- Texas real-estate agent Jenna Ryan is among more than 100 Trump supporters who have been arrested for taking part in the Capitol riot.
- Speaking to a local outlet after being detained by the FBI, Ryan said she’s facing jail time and hopes President Donald Trump issues her a pardon.
- “I feel like I was basically following my president. I was following what we were called to do. He asked us to fly there. He asked us to be there. So I was doing what he asked us to do,” Ryan told CBS 11.
- Multiple people who stormed the Capitol have claimed that they did so on Trump’s instructions. Legal experts say this could leave Trump liable.
- Visit Business Insider’s homepage for more stories.
A Texas real-estate agent who flew in a private jet to take part in the Capitol riot says she’s facing jail time and hopes President Donald Trump grants her a pardon.
On January 5, Jenna Ryan posted on social media photos showing her and friends taking a private jet to Washington, DC, to take part in the Trump march a day later. She then proceeded to post multiple pictures and videos as the rally turned into a riot.
The FBI subsequently arrested her on charges of knowingly entering or remaining in any restricted building or grounds without lawful authority and disorderly conduct on Capitol grounds.
Ryan spoke to CBS 11 after returning to Texas on Friday, saying she didn’t take part in any violence and was just acting on the orders of the president.
—dotJenna – Jenna Ryan Realty (@dotjenna) January 5, 2021
“I just want people to know I’m a normal person. That I listen to my president who told me to go to the Capitol. That I was displaying my patriotism while I was there and I was just protesting and I wasn’t trying to do anything violent and I didn’t realize there was actually violence,” Ryan said.
However, according to the FBI’s criminal complaint against Ryan, she was recorded egging on the riot in several videos and social media posts from the riot.
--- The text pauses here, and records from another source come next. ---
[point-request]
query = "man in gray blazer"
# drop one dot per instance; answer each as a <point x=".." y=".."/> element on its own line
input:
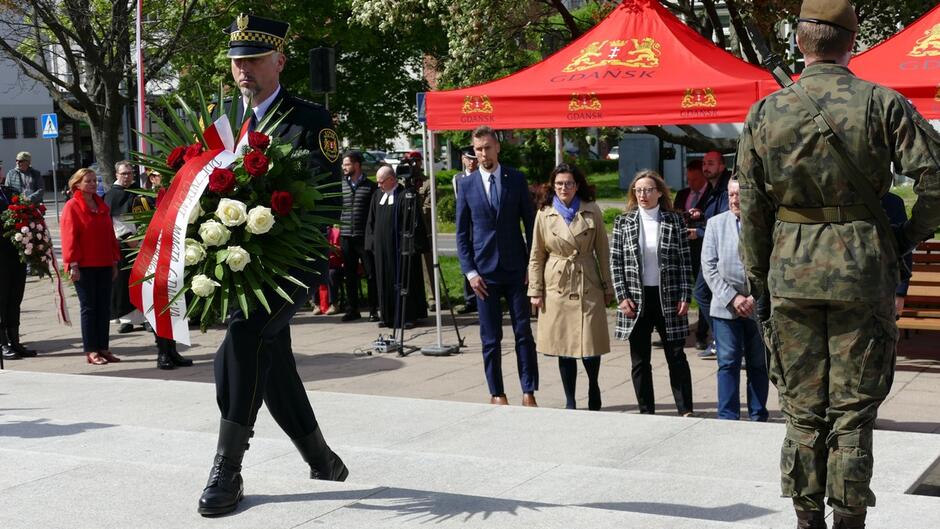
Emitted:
<point x="733" y="315"/>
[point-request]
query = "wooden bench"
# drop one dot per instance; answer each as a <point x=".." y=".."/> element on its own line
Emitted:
<point x="927" y="256"/>
<point x="922" y="305"/>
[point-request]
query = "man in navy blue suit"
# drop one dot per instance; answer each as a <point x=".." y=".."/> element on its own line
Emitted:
<point x="494" y="256"/>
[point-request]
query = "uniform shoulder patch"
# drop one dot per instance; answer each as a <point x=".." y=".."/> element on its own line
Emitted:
<point x="329" y="144"/>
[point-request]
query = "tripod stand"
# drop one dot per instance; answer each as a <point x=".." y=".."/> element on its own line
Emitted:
<point x="409" y="223"/>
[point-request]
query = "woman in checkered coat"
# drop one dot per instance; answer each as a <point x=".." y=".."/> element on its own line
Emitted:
<point x="651" y="269"/>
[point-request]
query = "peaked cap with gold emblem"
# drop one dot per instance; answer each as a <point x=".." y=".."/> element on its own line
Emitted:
<point x="253" y="36"/>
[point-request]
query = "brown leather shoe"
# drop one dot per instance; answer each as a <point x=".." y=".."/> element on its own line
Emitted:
<point x="528" y="399"/>
<point x="500" y="400"/>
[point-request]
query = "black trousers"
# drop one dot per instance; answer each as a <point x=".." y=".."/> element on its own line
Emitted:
<point x="680" y="376"/>
<point x="12" y="287"/>
<point x="94" y="298"/>
<point x="354" y="252"/>
<point x="255" y="364"/>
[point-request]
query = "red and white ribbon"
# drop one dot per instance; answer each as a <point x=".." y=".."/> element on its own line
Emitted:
<point x="62" y="311"/>
<point x="162" y="252"/>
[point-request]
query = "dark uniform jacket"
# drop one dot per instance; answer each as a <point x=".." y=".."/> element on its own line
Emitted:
<point x="783" y="160"/>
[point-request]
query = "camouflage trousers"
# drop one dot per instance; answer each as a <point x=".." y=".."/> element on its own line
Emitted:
<point x="833" y="364"/>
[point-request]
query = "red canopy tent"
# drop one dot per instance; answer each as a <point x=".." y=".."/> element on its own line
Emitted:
<point x="908" y="62"/>
<point x="640" y="66"/>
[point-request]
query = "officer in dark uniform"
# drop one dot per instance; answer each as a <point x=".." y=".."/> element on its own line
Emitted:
<point x="12" y="287"/>
<point x="255" y="362"/>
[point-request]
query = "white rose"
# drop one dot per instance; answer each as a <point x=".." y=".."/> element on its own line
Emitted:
<point x="194" y="252"/>
<point x="214" y="234"/>
<point x="231" y="212"/>
<point x="195" y="213"/>
<point x="237" y="258"/>
<point x="260" y="220"/>
<point x="202" y="286"/>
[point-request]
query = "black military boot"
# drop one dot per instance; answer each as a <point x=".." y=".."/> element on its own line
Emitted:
<point x="324" y="463"/>
<point x="6" y="351"/>
<point x="224" y="488"/>
<point x="845" y="521"/>
<point x="13" y="337"/>
<point x="810" y="519"/>
<point x="163" y="354"/>
<point x="178" y="359"/>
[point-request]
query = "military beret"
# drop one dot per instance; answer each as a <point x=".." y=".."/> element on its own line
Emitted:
<point x="253" y="36"/>
<point x="838" y="13"/>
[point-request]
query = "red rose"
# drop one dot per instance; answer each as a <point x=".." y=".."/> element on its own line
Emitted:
<point x="257" y="140"/>
<point x="221" y="181"/>
<point x="192" y="151"/>
<point x="256" y="163"/>
<point x="281" y="202"/>
<point x="175" y="159"/>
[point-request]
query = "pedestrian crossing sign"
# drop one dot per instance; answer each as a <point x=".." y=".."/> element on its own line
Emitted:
<point x="50" y="126"/>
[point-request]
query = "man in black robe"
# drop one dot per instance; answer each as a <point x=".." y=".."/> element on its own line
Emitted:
<point x="394" y="211"/>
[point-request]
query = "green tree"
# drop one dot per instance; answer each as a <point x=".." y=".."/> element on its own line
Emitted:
<point x="81" y="52"/>
<point x="488" y="39"/>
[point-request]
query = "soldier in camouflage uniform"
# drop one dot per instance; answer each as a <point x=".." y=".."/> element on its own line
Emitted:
<point x="809" y="241"/>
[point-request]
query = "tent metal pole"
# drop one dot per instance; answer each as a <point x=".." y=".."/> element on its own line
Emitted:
<point x="440" y="349"/>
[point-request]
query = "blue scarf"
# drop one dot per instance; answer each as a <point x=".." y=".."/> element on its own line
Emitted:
<point x="567" y="212"/>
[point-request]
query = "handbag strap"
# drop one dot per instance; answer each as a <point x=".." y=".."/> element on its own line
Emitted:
<point x="851" y="170"/>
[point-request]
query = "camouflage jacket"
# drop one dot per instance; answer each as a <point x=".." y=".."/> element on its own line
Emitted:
<point x="784" y="160"/>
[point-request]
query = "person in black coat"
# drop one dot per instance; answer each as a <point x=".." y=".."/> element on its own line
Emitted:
<point x="12" y="288"/>
<point x="255" y="362"/>
<point x="388" y="219"/>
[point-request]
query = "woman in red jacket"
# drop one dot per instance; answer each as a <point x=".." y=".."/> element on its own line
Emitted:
<point x="91" y="252"/>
“Of particular note is an image Ryan posted of herself to her Twitter account, which depicts Ryan in front of a broken window at the US Capitol building, with the caption ‘Window at The capital [sic]. And if the news doesn’t stop lying about us we’re going to come after their studios next…'” the criminal complaint said.
Ryan later deleted that Twitter post.
According to the complaint, the FBI also viewed a Facebook Live video recorded by Ryan, which was later deleted, in which she is seen trying to walk into the Capitol and says, “We are going to f—ing go in here. Life or death, it doesn’t matter. Here we go.”
At another point in the video, she’s heard joining in on a chant of “Fight for freedom! Fight for freedom!”
The FBI also captured Ryan on surveillance video entering the Capitol building.
‘I think we all deserve a pardon’
Facing possible prison time, Ryan said she felt she deserved a presidential pardon.
“I think we all deserve a pardon. I’m facing a prison sentence. I think I do not deserve that and from what I understand, every person is going to be arrested that was there,” she told CBS 11.
“So I think everyone deserves a pardon, so I would ask the President of the United States to give me a pardon.”
—dotJenna – Jenna Ryan Realty (@dotjenna) January 7, 2021
—dotJenna – Jenna Ryan Realty (@dotjenna) January 7, 2021
“I don’t feel a sense of shame or guilty from my heart,” Ryan added. “I feel like I was basically following my president. I was following what we were called to do. He asked us to fly there. He asked us to be there. So I was doing what he asked us to do.”
“I do feel a little wronged in this situation because I’m a real-estate agent and this has taken my company. This has taken my business.”
“I am being slandered all over the internet, all over the world and all over the news and I’m just like a normal person,” she added.
The House impeached Trump for a historic second time last week for inciting the violence at the Capitol.
It now falls to the Senate to decide whether or not to convict the president, and Senate Majority Leader Mitch McConnell is telling GOP senators that their decision will be a “vote of conscience.”
Ryan is one of a handful of rioters who have told law-enforcement agencies that they were merely following the president’s orders, even as Trump’s Republican allies seek to blame other people for it.
Legal experts have said that these admissions by the president’s supporters open him up to possible criminal charges.
Meanwhile, CNN and have reported that Trump plans to issue as many as 100 pardons on his final day in office. While the list of names has not been released, Trump allies believe the pardons will go to people the president thinks may help him in the future.